Investments in domestic capital markets through participatory notes (P-notes) surged to a six-month high of over Rs 1.5 lakh crore at December-end despite stringent norms put in place by regulator Sebi to check their misuse.
P-notes are issued by registered foreign portfolio investors to overseas investors who wish to be part of Indian stock markets without registering themselves directly. They, however, need to go through a proper due diligence process.
According to Sebi data, the total value of P-note investments in Indian markets — equity, debt, and derivatives — increased to Rs 1,52,243 crore at December-end from Rs 1,28,639 crore at the end of November. This is the highest level since June when the cumulative value of such investments stood at Rs 1.65 lakh crore.
Of the total investments in November, P-note holdings in equities were at Rs 1.2 lakh crore and the remaining in debt and derivatives markets. Besides, the quantum of FPI investments via P-notes surged to 4.6 per cent during the period under review from 4 per cent in the preceding month.
Prior to the recent surge, P-note investments were on a decline since June and hit an over eight-year low in September. However, these investments slightly rose in October but fell in November.

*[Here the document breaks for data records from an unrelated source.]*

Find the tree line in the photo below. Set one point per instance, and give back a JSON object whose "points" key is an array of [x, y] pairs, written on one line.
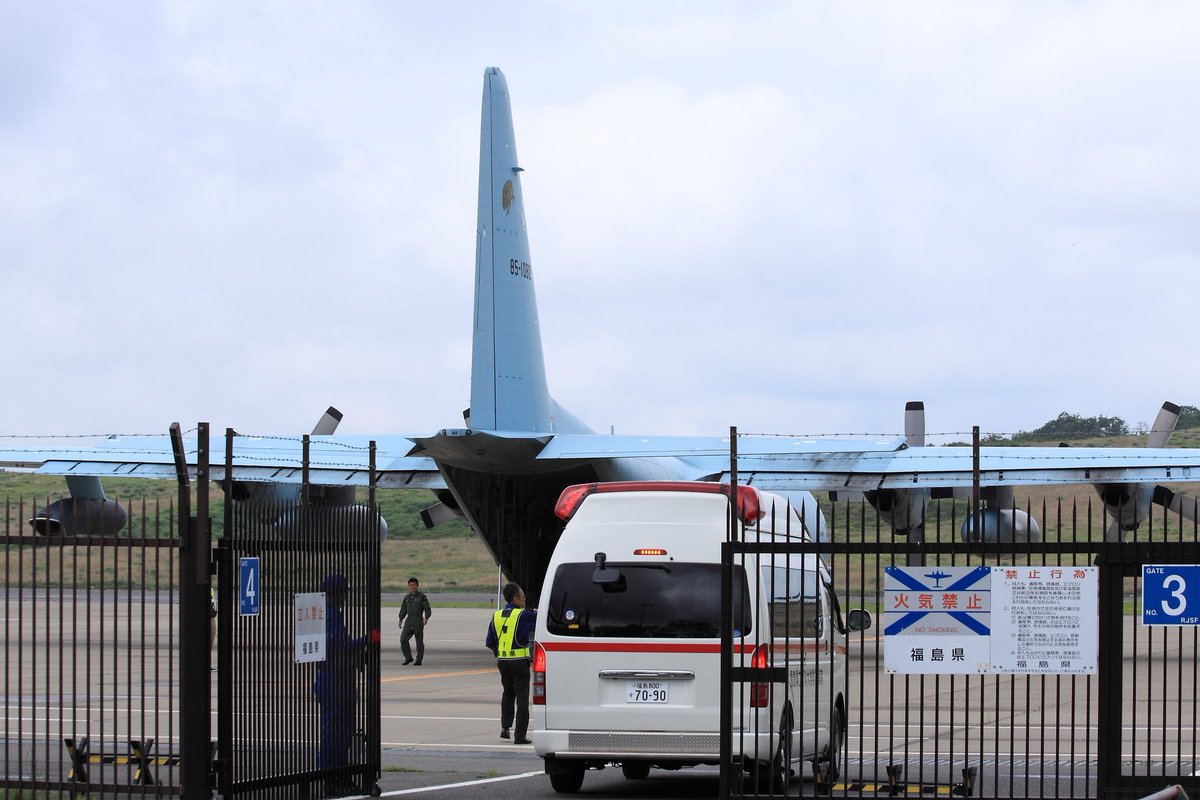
{"points": [[1074, 426]]}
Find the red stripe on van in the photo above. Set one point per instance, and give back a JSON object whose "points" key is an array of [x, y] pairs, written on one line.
{"points": [[637, 647], [659, 647]]}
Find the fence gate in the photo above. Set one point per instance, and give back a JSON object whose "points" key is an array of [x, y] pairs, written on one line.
{"points": [[1012, 710], [298, 714], [90, 653]]}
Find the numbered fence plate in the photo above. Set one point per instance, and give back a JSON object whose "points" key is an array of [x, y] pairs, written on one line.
{"points": [[647, 691], [1170, 594]]}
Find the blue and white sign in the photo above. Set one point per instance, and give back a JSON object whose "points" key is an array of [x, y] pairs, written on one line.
{"points": [[936, 619], [249, 589], [1170, 594]]}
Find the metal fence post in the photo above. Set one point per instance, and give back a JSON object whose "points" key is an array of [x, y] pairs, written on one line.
{"points": [[195, 701]]}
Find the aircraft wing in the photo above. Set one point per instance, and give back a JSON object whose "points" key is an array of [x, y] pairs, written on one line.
{"points": [[783, 463], [339, 461]]}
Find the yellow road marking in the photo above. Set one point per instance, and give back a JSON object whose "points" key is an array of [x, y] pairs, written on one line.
{"points": [[415, 675]]}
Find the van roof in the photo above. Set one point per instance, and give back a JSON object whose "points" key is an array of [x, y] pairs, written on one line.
{"points": [[753, 505]]}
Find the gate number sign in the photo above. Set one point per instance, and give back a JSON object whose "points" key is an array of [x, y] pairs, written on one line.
{"points": [[1170, 594], [249, 589]]}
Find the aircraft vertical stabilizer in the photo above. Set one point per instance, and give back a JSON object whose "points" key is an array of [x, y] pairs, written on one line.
{"points": [[508, 382]]}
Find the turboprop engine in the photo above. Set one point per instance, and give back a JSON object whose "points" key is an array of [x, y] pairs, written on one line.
{"points": [[87, 512]]}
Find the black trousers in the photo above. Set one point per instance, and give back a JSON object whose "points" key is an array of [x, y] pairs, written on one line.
{"points": [[515, 698]]}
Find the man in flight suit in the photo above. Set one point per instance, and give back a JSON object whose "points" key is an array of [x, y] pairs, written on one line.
{"points": [[414, 615], [510, 639]]}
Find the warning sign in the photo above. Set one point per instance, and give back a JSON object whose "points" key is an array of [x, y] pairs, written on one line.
{"points": [[1011, 619], [1047, 620], [310, 619], [936, 620]]}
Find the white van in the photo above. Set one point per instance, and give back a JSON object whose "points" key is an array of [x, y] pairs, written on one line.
{"points": [[627, 662]]}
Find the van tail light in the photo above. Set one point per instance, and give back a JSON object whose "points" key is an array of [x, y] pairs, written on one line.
{"points": [[538, 681], [760, 691], [749, 504]]}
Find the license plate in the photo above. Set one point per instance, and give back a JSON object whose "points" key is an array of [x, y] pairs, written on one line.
{"points": [[647, 691]]}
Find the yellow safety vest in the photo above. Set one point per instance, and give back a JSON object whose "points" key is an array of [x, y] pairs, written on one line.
{"points": [[504, 623]]}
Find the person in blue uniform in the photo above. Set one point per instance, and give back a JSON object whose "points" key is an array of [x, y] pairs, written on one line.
{"points": [[336, 685], [510, 639]]}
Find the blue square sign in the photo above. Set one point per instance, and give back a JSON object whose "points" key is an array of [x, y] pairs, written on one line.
{"points": [[249, 589], [1170, 594]]}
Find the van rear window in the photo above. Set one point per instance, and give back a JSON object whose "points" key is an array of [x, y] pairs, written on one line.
{"points": [[670, 601]]}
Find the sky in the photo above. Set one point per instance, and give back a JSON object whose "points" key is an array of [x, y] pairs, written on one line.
{"points": [[790, 217]]}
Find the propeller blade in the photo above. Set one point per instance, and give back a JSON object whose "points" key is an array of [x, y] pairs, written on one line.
{"points": [[915, 423], [1164, 425], [1175, 503], [328, 423]]}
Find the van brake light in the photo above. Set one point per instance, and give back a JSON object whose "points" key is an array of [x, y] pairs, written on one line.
{"points": [[538, 683], [749, 506], [760, 691]]}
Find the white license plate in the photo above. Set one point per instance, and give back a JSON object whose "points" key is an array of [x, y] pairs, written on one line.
{"points": [[647, 691]]}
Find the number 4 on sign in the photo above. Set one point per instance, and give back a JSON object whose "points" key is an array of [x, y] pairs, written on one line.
{"points": [[249, 588]]}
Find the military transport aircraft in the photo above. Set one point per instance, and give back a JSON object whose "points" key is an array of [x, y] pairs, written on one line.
{"points": [[504, 469]]}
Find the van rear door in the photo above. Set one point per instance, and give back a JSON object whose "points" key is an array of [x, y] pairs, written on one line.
{"points": [[640, 650]]}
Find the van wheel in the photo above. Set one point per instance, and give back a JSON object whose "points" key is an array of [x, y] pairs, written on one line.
{"points": [[567, 782], [775, 776], [635, 770], [834, 749]]}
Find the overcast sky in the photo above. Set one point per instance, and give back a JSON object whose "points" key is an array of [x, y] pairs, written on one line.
{"points": [[784, 216]]}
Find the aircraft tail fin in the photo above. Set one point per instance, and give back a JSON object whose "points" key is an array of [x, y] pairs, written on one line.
{"points": [[508, 380]]}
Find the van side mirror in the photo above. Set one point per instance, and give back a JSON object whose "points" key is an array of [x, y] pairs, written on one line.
{"points": [[858, 619], [604, 575]]}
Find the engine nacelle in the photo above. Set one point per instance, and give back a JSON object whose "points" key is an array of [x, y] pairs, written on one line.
{"points": [[1128, 504], [79, 517], [901, 509], [1001, 525]]}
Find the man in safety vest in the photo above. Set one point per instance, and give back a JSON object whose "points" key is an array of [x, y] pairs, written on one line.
{"points": [[510, 639]]}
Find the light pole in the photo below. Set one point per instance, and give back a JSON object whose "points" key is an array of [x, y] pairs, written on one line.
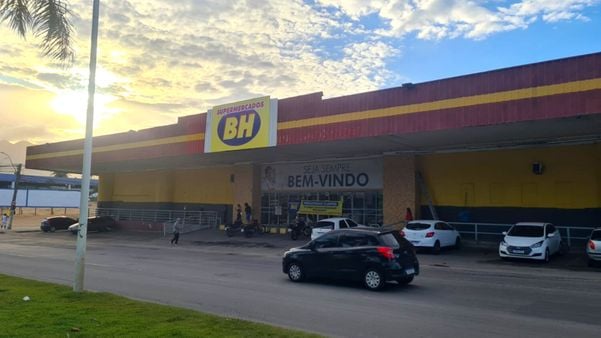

These declines could be attributed to several measures taken by markets regulator Sebi to stop the misuse of the controversy-ridden participatory notes.
In July, Sebi notified stricter P-notes norms stipulating a fee of USD 1,000 that would be levied on each instrument to check any misuse for channelising black money.
Also, Sebi prohibited FPIs from issuing such notes where the underlying asset is a derivative, except those which are used for hedging purposes. The move was a follow-through of Sebi’s board approval of a relevant proposal in June.
These measures were an outcome of a slew of other steps taken by the regulator in the recent past. In April, Sebi had barred resident Indians, NRIs and entities owned by them from making the investment through P- notes.